Entre os três possíveis futuros governadores de Santa Catarina, dois são inegavelmente interessados na efetivação do estrago e indubitavelmente não medirão esforços para influir em todos os níveis de Poder, pela Câmara, pelo Senado, pela Mídia e por onde mais encontrem caminho para tal aumento de arrecadação a qualquer custo, por mais que custe à população que, em troca, de seus governos sempre recebeu tão pouco.

Para esses, depois é só tirar o corpinho de cena e jogar à culpa pra Presidente, como erro de responsabilidade federal que não são tontos de assumir em suas mensagens eleitorais.

Já Ideli Salvati, apesar de me ter deixado com o voto na mão, como a tantos eleitores e colegas militantes que ainda se dizem decididos em anular, creio já ter melhor avaliado suas próprias anteriores posições a respeito do assunto.

Não tenho dúvidas de que a essas alturas Ideli já terá reconhecido que, se eleita, a Ameaça X não é apenas à possibilidade de sua reeleição em 2014, mas sim à nossa raça inteira por todo o futuro de Santa Catarina.
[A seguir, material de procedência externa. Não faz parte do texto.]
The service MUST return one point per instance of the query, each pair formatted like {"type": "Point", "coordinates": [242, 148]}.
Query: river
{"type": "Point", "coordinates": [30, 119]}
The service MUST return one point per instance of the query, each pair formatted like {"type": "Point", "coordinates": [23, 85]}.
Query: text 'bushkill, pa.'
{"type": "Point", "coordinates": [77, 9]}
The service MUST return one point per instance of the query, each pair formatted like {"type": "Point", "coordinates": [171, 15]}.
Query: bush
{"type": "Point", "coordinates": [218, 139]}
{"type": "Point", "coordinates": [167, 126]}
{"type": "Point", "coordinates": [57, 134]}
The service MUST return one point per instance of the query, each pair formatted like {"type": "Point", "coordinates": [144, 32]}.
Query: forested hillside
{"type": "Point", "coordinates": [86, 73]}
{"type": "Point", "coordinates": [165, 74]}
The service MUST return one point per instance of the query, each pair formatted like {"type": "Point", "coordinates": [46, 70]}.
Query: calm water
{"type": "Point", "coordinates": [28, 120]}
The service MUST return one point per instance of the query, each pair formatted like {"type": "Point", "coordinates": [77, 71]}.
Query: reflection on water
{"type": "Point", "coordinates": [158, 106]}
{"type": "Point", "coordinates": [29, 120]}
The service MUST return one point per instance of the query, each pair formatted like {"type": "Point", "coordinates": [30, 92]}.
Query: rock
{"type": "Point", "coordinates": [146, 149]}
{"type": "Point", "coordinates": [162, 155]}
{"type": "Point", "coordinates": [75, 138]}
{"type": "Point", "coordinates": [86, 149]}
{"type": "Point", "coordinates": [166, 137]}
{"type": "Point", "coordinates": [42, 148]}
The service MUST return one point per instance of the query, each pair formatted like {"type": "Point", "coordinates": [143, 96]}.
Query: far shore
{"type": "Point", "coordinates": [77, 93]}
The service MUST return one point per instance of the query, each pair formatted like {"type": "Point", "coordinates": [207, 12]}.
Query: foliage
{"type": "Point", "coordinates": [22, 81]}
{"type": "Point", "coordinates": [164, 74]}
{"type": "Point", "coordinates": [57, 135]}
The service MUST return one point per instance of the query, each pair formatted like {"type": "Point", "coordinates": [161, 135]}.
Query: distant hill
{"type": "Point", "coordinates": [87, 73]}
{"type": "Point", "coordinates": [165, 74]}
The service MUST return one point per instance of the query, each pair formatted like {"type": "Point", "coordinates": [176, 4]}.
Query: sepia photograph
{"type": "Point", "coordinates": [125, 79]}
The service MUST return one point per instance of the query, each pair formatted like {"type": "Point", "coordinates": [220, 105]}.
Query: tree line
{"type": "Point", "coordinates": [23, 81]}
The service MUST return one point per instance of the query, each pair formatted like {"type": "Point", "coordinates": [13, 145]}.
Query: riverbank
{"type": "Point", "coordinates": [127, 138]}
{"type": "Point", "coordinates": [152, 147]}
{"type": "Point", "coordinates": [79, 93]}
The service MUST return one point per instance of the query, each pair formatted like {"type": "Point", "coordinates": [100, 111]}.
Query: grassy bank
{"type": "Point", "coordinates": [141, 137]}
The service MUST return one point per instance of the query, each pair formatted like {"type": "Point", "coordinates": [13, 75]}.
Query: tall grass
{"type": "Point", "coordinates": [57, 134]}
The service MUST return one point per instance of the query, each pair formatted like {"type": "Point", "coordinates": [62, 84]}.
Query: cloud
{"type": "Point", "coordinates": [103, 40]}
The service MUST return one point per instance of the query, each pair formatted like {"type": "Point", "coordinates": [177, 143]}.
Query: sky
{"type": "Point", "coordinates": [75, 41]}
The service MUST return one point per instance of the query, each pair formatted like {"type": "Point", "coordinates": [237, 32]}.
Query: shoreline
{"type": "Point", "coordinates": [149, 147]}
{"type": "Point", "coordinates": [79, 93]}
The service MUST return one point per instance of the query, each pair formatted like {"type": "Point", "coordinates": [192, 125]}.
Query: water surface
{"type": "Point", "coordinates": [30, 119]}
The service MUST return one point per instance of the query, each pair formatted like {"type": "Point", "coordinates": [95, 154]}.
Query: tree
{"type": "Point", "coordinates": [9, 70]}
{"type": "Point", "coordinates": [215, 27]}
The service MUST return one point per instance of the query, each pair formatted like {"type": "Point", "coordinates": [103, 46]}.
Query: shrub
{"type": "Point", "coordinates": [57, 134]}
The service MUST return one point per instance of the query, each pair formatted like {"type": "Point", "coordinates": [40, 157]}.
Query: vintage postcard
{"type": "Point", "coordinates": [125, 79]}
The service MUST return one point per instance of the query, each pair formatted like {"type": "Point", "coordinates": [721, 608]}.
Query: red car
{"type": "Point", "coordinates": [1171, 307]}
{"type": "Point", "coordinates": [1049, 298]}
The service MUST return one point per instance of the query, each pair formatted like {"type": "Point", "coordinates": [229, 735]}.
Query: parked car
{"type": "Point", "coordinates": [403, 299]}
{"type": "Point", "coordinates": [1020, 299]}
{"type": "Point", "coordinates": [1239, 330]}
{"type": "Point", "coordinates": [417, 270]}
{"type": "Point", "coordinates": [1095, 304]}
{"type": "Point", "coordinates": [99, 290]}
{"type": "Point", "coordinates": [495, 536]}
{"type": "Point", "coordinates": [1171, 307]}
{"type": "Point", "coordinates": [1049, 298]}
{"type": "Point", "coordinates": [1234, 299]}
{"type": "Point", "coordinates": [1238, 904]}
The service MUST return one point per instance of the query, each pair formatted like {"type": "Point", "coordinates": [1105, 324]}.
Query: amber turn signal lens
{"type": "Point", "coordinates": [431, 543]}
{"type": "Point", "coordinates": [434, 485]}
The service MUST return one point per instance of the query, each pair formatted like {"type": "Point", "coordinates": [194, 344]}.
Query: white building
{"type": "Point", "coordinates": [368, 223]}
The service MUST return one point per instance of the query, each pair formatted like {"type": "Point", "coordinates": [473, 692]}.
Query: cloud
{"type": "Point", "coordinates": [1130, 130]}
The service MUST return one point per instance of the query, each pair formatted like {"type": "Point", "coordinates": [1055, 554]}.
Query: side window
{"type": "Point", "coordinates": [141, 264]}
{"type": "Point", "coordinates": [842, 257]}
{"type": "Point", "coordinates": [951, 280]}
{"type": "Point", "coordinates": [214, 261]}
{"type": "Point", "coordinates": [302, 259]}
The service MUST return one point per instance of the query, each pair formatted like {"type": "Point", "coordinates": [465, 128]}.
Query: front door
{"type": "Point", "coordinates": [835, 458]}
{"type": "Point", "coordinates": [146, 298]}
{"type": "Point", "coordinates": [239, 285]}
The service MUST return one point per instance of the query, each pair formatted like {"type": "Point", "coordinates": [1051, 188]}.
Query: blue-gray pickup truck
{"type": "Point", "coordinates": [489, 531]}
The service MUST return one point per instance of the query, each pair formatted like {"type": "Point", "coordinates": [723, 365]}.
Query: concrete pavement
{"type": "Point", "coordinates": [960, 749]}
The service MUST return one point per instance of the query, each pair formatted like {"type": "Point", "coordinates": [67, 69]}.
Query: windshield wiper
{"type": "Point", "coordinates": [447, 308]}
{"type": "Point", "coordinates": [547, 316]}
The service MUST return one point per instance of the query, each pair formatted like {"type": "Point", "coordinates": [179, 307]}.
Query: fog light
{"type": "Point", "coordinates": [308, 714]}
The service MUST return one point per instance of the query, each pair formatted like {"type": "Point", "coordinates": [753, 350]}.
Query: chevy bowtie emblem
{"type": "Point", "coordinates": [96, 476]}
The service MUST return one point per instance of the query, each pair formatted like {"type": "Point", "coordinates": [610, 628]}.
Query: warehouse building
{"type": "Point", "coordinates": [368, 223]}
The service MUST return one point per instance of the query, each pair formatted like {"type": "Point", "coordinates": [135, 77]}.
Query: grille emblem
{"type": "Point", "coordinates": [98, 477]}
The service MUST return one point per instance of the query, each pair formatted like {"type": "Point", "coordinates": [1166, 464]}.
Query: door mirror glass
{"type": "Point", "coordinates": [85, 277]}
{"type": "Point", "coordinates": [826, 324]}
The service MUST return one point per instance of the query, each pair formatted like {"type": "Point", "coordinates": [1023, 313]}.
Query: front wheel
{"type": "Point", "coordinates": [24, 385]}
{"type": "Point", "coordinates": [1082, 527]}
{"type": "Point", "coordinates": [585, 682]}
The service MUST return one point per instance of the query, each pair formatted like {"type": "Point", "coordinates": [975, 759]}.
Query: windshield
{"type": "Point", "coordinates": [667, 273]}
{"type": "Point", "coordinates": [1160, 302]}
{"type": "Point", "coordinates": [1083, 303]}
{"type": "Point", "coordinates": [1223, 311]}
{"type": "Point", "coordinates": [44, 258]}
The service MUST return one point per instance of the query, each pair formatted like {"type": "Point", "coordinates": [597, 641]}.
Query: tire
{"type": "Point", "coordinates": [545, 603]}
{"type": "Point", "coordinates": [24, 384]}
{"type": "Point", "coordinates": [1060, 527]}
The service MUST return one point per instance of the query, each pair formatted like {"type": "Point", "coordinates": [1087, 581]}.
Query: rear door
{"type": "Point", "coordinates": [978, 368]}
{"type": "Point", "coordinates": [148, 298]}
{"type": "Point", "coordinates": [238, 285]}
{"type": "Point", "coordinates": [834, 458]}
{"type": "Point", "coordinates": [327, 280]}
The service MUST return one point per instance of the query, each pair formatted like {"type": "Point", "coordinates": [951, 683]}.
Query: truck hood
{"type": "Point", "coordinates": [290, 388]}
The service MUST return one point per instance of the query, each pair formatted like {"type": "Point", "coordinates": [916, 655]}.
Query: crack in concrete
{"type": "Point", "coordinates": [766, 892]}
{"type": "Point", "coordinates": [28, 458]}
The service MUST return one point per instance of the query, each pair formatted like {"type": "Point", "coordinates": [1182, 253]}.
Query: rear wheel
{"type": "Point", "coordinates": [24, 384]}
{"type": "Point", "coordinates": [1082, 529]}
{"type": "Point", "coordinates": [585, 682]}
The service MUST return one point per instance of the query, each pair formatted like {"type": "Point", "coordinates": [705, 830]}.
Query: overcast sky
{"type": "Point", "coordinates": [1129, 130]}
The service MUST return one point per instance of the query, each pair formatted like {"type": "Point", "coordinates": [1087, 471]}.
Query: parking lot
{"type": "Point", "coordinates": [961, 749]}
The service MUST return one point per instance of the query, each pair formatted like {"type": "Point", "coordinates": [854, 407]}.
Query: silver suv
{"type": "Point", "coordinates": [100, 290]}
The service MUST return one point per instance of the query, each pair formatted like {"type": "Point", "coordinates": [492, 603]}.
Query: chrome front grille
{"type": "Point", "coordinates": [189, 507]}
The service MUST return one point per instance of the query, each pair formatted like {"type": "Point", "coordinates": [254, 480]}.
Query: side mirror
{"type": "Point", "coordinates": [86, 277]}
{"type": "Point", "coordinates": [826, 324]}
Por essas e outras cheguei a uma conclusão. Meu voto é da Ideli* porque só ela poderá nos livrar dessa praga de megaestaleiro em Biguaçu, o local mais errado a ser escolhido segundo o Doutor Paulo César Simões Lopes.

*A opção político-eleitoral é do autor, não refletindo a posição do Movimento em Defesa das Baías de Florianópolis.

Um comentário:

Flora Neves disse...

Muito bom o texto Raul. Parabéns!
Que cada um haja em prol de um bem comum, que são as nossas Baías, e que em seu trabalho, sua casa, no seu prédio, na sua escola, divulgue o que está acontecendo de verdade (e que a grande mídia não está mostrando e sim omitindo e até mentindo a respeito do assunto, porque é paga para não falar). Cabe a nós cidadãos dessa Ilha lutarmos para defender nossos postos de trabalho com a maricultura, turismo do ano inteiro e nossa qualidade de vida. Não é para ver uma praia cheia de óleo e morar ao lado de um estaleiro que gaúchos, paulistas, paranaenses vêm todos os anos morar em Santa Catarina.
Temos que, nós sociedade civil organizada, discutir em conjunto com o poder público o tipo de desenvolvimento a médio e longo prazo que queremos para Florianópolis. DO contrário, perderemos nossas mais belas praias para megaempreendimentos e viveremos do que? De postos de serviços na área industrial e tecnológica? É ISSO QUE QUEREMOS?
Responda você pra si mesmo e depois reflita sobre o que está fazendo para participar e se manifestar a respeito!